Neste momento, ainda não sei nada. Estou sentada numa cadeira de hospital. Não tenho dores físicas, apenas um aperto que não se deve a qualquer esforço extraordinário. Estou aqui sentada a pensar que hoje o meu pai faria anos e hoje ele está aqui, assim. Estou aqui a pensar em algo que transcende a minha fé. Numa ligação divina que assegura a proteção que peço. 
Até ao momento, ainda não sei nada. 

Sei tudo agora. A vida tem muitos quilómetros, muitas quedas, muitas metas.
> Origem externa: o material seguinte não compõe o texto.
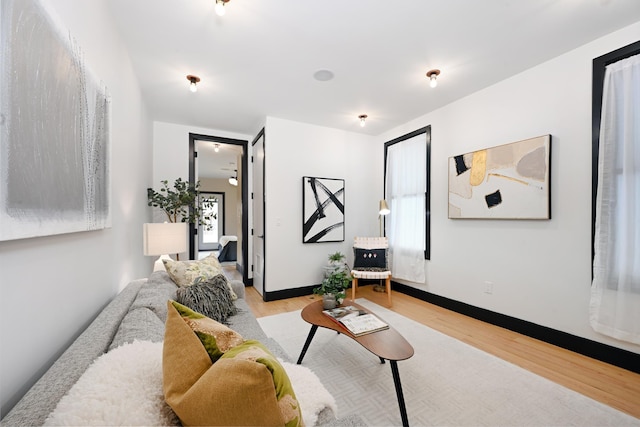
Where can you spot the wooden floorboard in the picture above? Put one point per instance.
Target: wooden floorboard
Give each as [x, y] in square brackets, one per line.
[611, 385]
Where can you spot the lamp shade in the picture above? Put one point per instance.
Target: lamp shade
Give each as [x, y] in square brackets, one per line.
[384, 208]
[164, 238]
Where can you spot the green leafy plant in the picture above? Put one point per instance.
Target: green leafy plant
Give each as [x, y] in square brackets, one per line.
[336, 283]
[336, 257]
[182, 203]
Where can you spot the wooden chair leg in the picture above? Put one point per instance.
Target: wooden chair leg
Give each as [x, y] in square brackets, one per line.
[389, 289]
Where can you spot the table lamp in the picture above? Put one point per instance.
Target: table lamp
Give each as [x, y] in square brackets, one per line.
[161, 239]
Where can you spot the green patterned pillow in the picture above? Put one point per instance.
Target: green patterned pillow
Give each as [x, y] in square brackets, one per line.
[255, 351]
[215, 337]
[186, 273]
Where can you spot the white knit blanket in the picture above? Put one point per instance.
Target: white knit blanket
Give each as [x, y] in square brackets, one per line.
[124, 387]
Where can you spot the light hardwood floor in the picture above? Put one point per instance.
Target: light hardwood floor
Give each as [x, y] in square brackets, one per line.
[613, 386]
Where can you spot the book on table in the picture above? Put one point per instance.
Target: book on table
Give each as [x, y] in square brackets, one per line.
[356, 321]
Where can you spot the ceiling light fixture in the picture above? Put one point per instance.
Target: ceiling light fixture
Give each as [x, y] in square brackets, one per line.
[220, 10]
[194, 81]
[433, 77]
[234, 179]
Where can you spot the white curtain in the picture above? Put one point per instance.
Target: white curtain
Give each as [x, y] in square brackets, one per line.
[406, 187]
[615, 298]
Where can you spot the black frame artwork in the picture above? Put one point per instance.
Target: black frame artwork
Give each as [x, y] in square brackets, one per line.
[322, 210]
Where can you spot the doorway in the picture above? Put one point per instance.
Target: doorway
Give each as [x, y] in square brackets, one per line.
[240, 207]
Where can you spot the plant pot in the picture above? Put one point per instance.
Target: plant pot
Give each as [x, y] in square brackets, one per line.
[329, 301]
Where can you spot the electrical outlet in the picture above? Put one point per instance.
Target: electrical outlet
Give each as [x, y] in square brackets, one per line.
[488, 287]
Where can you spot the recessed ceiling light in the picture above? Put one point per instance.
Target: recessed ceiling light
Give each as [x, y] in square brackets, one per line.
[323, 75]
[433, 77]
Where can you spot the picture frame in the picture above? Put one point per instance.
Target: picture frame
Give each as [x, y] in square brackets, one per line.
[510, 181]
[55, 130]
[323, 204]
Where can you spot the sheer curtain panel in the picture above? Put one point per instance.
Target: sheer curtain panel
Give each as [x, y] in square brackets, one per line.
[615, 296]
[406, 192]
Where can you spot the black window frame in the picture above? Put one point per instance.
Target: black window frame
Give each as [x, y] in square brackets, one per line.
[427, 131]
[599, 67]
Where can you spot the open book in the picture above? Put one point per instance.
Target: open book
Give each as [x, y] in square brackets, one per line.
[358, 322]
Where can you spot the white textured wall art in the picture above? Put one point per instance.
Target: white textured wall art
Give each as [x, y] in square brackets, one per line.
[54, 129]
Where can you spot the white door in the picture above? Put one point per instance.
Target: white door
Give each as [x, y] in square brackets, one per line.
[258, 214]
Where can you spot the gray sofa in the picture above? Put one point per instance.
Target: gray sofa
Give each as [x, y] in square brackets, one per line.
[138, 312]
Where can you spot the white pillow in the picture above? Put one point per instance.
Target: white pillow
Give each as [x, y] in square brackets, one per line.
[122, 387]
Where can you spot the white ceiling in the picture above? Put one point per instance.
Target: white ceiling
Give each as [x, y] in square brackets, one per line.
[259, 59]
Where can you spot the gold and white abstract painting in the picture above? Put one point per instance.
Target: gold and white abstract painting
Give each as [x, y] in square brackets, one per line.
[510, 181]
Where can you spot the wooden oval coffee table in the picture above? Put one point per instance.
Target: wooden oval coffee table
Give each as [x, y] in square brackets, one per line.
[387, 344]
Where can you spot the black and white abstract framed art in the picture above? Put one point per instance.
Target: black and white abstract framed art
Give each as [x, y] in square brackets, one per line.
[322, 210]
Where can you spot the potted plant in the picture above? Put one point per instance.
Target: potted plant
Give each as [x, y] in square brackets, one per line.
[183, 203]
[333, 288]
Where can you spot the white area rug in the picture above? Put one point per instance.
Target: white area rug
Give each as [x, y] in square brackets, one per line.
[445, 383]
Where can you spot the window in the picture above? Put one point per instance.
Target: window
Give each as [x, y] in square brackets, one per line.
[407, 161]
[615, 299]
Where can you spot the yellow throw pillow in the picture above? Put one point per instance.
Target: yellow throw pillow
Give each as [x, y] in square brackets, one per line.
[231, 391]
[255, 351]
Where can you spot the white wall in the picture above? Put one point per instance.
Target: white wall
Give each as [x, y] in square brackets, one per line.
[52, 287]
[541, 270]
[171, 155]
[294, 150]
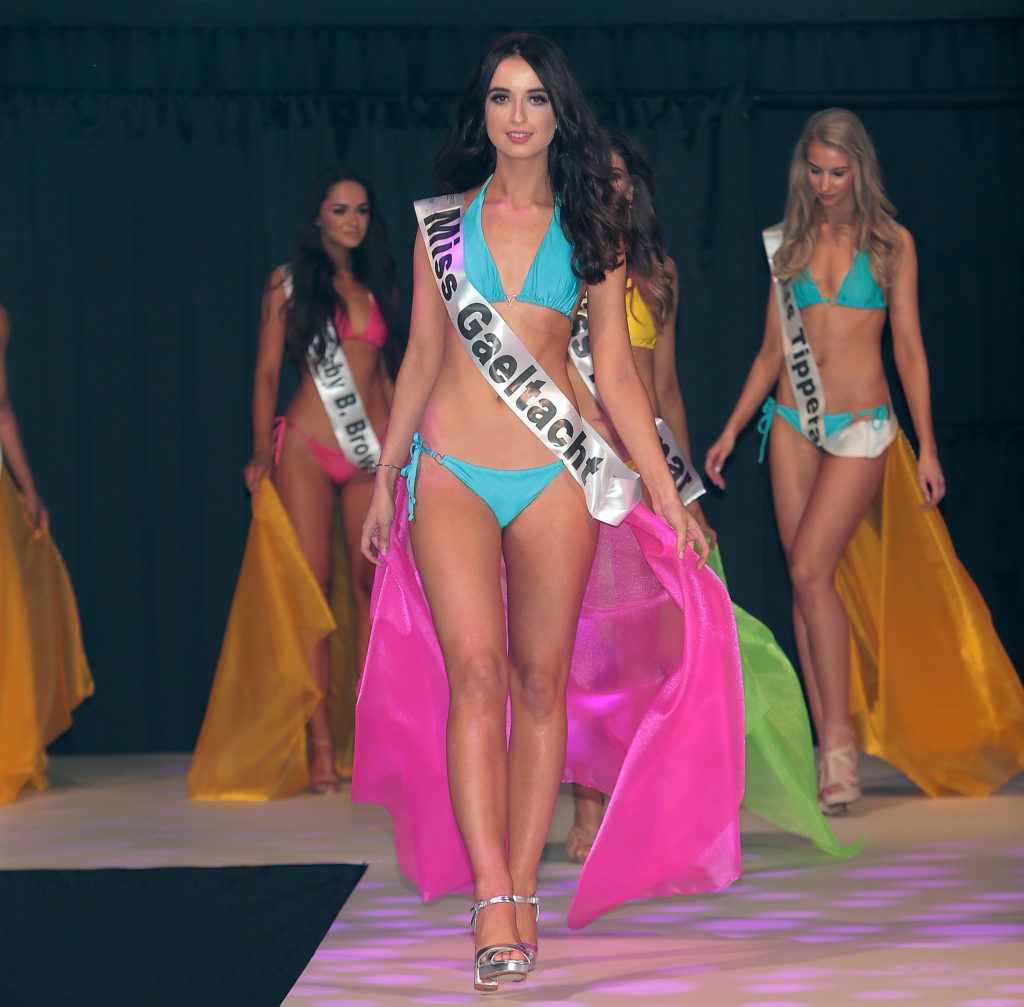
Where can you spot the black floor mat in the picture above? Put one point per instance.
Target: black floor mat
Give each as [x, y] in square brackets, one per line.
[232, 936]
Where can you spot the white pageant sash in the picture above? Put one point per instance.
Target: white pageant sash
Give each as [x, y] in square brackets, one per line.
[856, 439]
[336, 386]
[688, 484]
[610, 488]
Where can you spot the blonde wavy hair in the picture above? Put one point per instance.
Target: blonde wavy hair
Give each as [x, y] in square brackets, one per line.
[872, 226]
As melhores coisas, quase sempre, obrigam-nos a sofrer, a ter medo, a duvidar.
Ele está bem. 



[obrigada a todos. mensagens, palavras, abraços, gritos no megafone, meias e dorsais fofinhos. obrigada. a sério]

5 comentários:

  1. Pra mim a corrida surgiu como um escape há pouco menos de 1 ano. Cortar ontem aquela meta foi muito mais do que "cortar a meta". Foi por um ano (muito muito) difícil foi por haver quem não acreditasse em mim. Ontem chorei. Nunca pensei chegar aqui. Compreendo bem o que sentiram! ;)
    Um beijinho
    (E ainda bem que ele está bem) ;)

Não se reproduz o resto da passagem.